Let’s first talk about the most important of the two probe types, liveness. This probe indicates whether or not the container is running, or alive. If this probe is moved into a failing state, then Kubernetes will automatically send a signal to kill the pod that this container belongs to.
If each container in the pod does not have a liveness probe, then a faulty or non-functioning pod will continue to run indefinitely, using up valuable resources and most likely causing errors in your application. This is why the liveness probe is fundamental to the proper functioning of a Kubernetes cluster.
This probe is used to indicate when a container is ready to serve traffic. If the pod is behind a Kubernetes service, the pod will not be added to the list of available endpoints in that service until all of the containers in that pod are marked as ready. This allows you to keep pods that are not healthy from serving any traffic or accepting any requests, preventing your application from exposing errors.

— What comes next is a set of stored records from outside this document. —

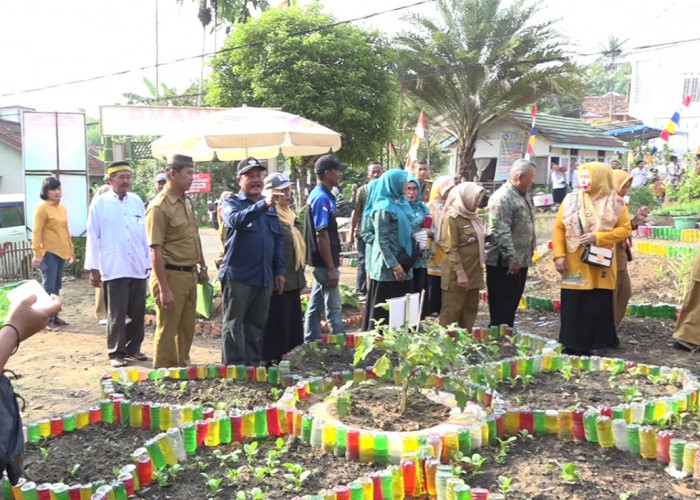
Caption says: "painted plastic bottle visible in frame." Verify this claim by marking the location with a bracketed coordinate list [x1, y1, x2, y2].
[639, 425, 656, 459]
[656, 430, 674, 464]
[595, 415, 615, 448]
[612, 418, 629, 451]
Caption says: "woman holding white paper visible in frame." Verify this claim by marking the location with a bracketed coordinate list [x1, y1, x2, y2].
[440, 182, 486, 332]
[552, 163, 632, 355]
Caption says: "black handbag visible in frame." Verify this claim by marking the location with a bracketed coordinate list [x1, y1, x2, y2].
[0, 374, 24, 485]
[578, 219, 613, 267]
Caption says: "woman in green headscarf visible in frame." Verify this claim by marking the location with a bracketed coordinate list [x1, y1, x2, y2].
[362, 169, 413, 330]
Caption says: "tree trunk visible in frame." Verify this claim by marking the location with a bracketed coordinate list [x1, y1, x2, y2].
[457, 143, 476, 181]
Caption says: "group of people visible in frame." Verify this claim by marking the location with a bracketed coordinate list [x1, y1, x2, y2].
[350, 160, 535, 330]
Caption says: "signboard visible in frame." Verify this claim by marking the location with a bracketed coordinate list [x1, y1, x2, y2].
[493, 133, 528, 181]
[22, 111, 88, 236]
[187, 172, 211, 194]
[100, 106, 226, 135]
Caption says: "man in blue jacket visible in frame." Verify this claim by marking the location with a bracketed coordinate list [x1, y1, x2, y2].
[219, 158, 286, 366]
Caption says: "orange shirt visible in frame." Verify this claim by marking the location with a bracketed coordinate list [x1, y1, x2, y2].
[32, 200, 74, 259]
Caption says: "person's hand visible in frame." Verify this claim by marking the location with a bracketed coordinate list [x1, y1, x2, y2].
[7, 295, 61, 341]
[632, 207, 649, 224]
[157, 288, 175, 309]
[326, 267, 340, 288]
[90, 269, 102, 288]
[457, 269, 469, 292]
[391, 264, 406, 281]
[199, 266, 209, 283]
[578, 231, 597, 246]
[554, 257, 568, 276]
[275, 274, 287, 295]
[506, 262, 520, 274]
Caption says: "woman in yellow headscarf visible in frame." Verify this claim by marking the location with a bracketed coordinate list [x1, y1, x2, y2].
[613, 170, 649, 328]
[423, 175, 455, 316]
[552, 163, 632, 355]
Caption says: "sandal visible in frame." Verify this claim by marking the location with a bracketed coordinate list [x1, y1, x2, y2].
[124, 352, 148, 361]
[109, 358, 129, 368]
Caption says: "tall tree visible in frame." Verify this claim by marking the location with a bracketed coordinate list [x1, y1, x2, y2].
[397, 0, 580, 179]
[206, 4, 398, 175]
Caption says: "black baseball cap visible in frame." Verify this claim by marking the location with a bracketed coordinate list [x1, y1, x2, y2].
[314, 154, 348, 174]
[236, 156, 267, 175]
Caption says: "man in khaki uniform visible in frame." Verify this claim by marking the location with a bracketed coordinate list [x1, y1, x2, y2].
[146, 155, 209, 368]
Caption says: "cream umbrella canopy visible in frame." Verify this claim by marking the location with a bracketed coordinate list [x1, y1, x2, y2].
[151, 107, 341, 162]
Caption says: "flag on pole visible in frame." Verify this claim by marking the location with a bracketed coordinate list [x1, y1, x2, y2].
[647, 96, 690, 158]
[525, 104, 537, 160]
[406, 111, 425, 168]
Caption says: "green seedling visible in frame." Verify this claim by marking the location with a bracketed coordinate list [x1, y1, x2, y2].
[493, 438, 516, 464]
[201, 472, 224, 498]
[282, 462, 311, 491]
[558, 462, 581, 484]
[620, 385, 642, 404]
[498, 476, 513, 499]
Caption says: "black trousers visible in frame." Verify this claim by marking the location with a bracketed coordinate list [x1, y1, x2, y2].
[355, 238, 367, 295]
[486, 266, 528, 326]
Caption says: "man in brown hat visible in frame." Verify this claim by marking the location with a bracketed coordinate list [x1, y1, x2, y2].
[146, 154, 209, 368]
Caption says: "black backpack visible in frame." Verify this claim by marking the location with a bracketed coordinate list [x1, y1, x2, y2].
[0, 374, 24, 485]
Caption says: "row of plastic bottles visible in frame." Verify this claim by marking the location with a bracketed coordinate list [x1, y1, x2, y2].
[634, 226, 700, 243]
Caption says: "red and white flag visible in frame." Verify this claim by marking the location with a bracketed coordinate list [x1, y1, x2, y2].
[406, 111, 425, 168]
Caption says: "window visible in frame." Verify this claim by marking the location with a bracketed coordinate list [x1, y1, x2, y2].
[682, 75, 700, 101]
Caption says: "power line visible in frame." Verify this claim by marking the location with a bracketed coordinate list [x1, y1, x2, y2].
[0, 0, 433, 97]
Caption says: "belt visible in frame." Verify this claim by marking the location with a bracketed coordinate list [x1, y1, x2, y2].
[165, 264, 195, 273]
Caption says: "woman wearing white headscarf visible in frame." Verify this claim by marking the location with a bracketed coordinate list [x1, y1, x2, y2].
[440, 182, 486, 332]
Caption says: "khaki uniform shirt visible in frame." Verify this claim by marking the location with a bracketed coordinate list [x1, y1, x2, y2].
[146, 189, 202, 266]
[440, 211, 484, 290]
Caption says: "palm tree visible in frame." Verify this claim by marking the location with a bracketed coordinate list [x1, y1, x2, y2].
[397, 0, 580, 179]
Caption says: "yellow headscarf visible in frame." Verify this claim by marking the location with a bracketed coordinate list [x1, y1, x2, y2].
[562, 162, 624, 252]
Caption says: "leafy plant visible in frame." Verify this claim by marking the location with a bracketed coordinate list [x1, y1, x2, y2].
[620, 385, 642, 404]
[557, 462, 581, 484]
[201, 472, 224, 498]
[498, 476, 513, 499]
[282, 462, 311, 491]
[355, 324, 468, 414]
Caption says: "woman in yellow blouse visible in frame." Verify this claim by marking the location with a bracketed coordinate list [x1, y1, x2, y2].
[32, 177, 75, 330]
[440, 182, 486, 332]
[423, 175, 455, 316]
[552, 163, 632, 355]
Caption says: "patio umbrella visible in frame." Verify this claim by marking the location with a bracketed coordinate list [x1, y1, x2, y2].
[151, 107, 341, 161]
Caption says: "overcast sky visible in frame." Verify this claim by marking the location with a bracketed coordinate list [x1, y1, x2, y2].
[0, 0, 700, 116]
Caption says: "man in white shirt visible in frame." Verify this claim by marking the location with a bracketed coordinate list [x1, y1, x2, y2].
[630, 160, 647, 187]
[85, 161, 151, 368]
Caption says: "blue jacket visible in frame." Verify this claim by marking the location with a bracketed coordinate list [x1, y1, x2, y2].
[219, 191, 286, 286]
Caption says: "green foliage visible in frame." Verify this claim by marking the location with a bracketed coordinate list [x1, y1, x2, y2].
[206, 4, 397, 172]
[66, 237, 86, 278]
[397, 0, 582, 179]
[627, 186, 660, 214]
[355, 324, 468, 414]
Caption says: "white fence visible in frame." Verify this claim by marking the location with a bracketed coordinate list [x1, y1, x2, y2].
[0, 241, 33, 280]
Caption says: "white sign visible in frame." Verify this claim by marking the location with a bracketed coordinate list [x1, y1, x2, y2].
[100, 106, 226, 135]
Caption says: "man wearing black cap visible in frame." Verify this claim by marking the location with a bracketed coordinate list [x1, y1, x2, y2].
[219, 157, 286, 366]
[85, 161, 151, 368]
[146, 154, 209, 368]
[304, 154, 348, 342]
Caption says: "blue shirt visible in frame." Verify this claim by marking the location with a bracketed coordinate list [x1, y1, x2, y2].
[219, 191, 286, 287]
[307, 184, 336, 231]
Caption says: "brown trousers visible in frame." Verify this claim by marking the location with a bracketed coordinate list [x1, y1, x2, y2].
[613, 269, 632, 328]
[150, 269, 197, 368]
[440, 288, 479, 333]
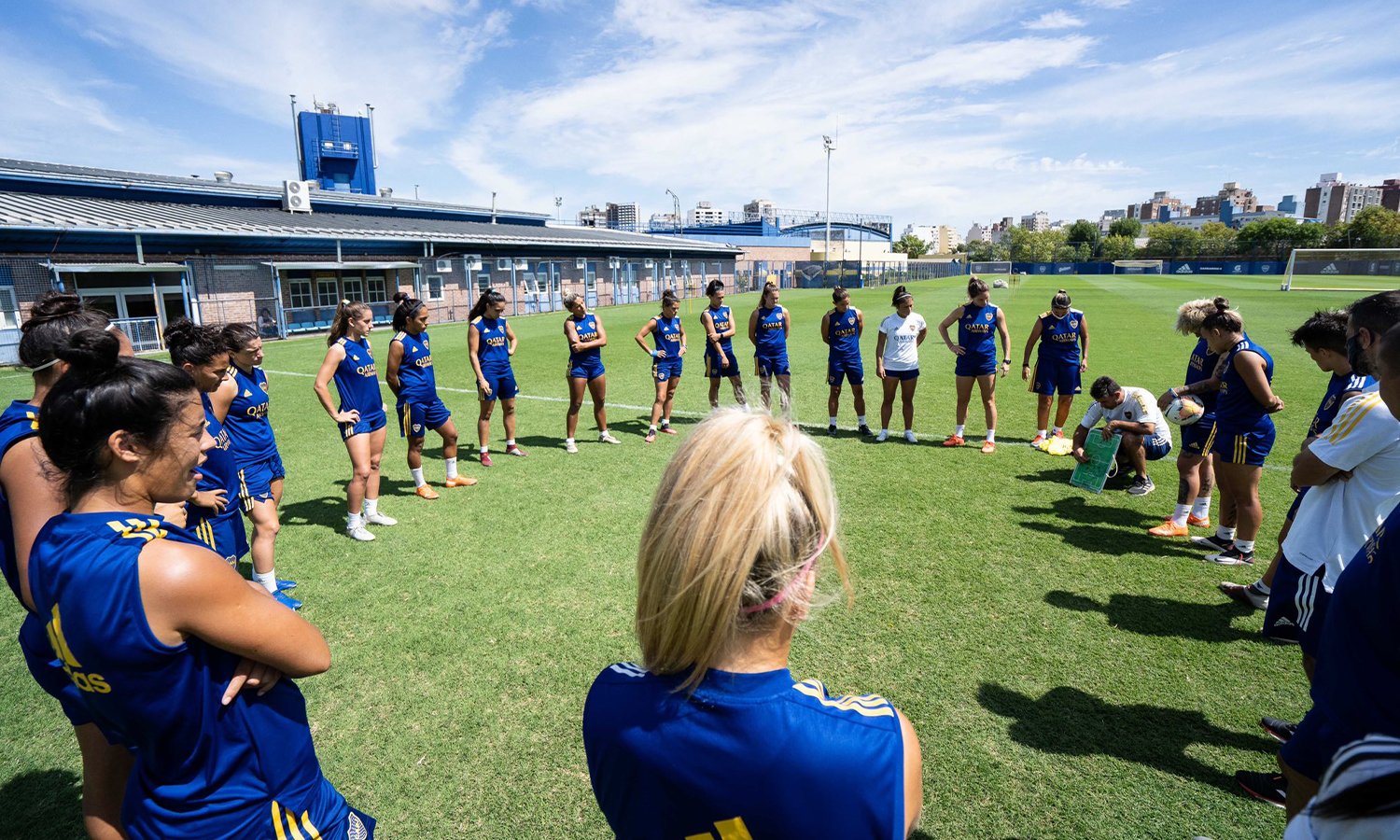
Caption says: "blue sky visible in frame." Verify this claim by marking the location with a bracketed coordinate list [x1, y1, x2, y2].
[0, 0, 1400, 231]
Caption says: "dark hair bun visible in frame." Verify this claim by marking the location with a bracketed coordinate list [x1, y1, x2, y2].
[59, 329, 122, 372]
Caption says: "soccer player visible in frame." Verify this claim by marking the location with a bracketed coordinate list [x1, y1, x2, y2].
[30, 330, 374, 840]
[1070, 377, 1172, 496]
[467, 290, 525, 467]
[1021, 288, 1089, 447]
[822, 286, 871, 437]
[209, 324, 291, 605]
[1148, 299, 1234, 537]
[1168, 299, 1284, 566]
[749, 280, 792, 413]
[565, 293, 622, 453]
[314, 301, 399, 542]
[584, 409, 923, 837]
[384, 291, 476, 498]
[938, 276, 1011, 455]
[700, 280, 748, 409]
[0, 291, 132, 840]
[635, 288, 686, 444]
[875, 286, 929, 444]
[1220, 310, 1375, 613]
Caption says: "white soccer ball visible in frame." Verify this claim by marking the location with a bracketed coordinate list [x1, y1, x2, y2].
[1167, 394, 1206, 426]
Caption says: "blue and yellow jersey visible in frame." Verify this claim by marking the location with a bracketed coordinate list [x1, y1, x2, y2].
[1308, 374, 1377, 437]
[565, 313, 604, 367]
[0, 399, 39, 604]
[1215, 336, 1274, 428]
[1039, 310, 1084, 364]
[753, 305, 787, 357]
[958, 304, 997, 358]
[584, 663, 904, 840]
[30, 512, 349, 840]
[224, 364, 277, 465]
[826, 307, 861, 358]
[392, 330, 437, 403]
[472, 315, 511, 377]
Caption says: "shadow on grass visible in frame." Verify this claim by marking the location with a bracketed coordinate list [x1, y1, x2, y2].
[1046, 590, 1265, 643]
[0, 770, 87, 837]
[977, 683, 1277, 795]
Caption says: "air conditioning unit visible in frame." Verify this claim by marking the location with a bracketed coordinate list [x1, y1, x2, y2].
[282, 181, 315, 213]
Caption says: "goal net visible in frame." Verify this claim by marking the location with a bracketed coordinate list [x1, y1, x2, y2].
[1113, 259, 1162, 274]
[1280, 248, 1400, 291]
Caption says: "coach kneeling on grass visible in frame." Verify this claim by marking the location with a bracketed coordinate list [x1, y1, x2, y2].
[1070, 377, 1172, 496]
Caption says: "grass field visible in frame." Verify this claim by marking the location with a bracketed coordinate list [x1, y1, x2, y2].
[0, 276, 1358, 840]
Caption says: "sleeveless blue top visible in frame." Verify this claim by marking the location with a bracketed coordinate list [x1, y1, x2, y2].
[394, 330, 437, 403]
[30, 512, 349, 840]
[826, 307, 861, 358]
[565, 313, 604, 367]
[584, 663, 904, 840]
[958, 304, 997, 360]
[753, 304, 787, 357]
[0, 399, 39, 609]
[224, 364, 277, 467]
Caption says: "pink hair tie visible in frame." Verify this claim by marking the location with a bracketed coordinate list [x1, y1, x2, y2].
[739, 534, 832, 616]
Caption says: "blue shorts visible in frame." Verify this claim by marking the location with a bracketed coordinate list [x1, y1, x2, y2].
[565, 358, 608, 383]
[476, 369, 521, 402]
[826, 356, 865, 388]
[238, 453, 287, 514]
[954, 353, 997, 377]
[1030, 356, 1084, 397]
[1211, 417, 1276, 467]
[705, 347, 739, 380]
[339, 409, 389, 441]
[398, 399, 453, 439]
[753, 352, 792, 380]
[651, 358, 685, 383]
[185, 504, 248, 566]
[20, 613, 92, 727]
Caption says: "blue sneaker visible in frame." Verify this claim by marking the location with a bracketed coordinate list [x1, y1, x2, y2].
[272, 593, 301, 609]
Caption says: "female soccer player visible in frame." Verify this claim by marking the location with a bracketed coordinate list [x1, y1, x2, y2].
[565, 294, 622, 453]
[30, 330, 374, 840]
[209, 324, 296, 607]
[314, 301, 399, 542]
[875, 286, 929, 444]
[938, 276, 1011, 455]
[635, 288, 686, 444]
[0, 291, 132, 840]
[467, 290, 525, 467]
[384, 291, 476, 498]
[822, 286, 862, 437]
[700, 280, 748, 409]
[1021, 288, 1089, 447]
[584, 409, 923, 837]
[749, 280, 792, 412]
[1169, 299, 1284, 566]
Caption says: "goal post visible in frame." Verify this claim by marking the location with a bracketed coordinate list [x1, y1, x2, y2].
[1279, 248, 1400, 291]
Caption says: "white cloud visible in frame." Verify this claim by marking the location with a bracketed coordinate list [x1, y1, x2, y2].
[1025, 8, 1086, 30]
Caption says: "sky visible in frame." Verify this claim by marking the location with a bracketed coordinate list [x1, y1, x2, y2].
[0, 0, 1400, 232]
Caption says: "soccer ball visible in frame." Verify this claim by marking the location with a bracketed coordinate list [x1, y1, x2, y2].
[1167, 394, 1206, 426]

These two probe types, when configured correctly on all of your containers, provide the cluster with the ability to “self heal”. Problems that arise in containers will be automatically detected and pods will be killed or taken out of service automatically. This is why we strongly recommend that all containers have both probes. To this end, Fairwinds Insights will detect any deployments that do not have both a liveness and readiness probe configured for each container in the deployment. This is factored into your reliability score in Insights.
There are many factors that need to be considered when building a stable and reliable Kubernetes cluster. I hope that this article has given you the first steps that you will need to take in that direction, and I also hope that Fairwinds Insights can help you continually improve upon these things in your clusters.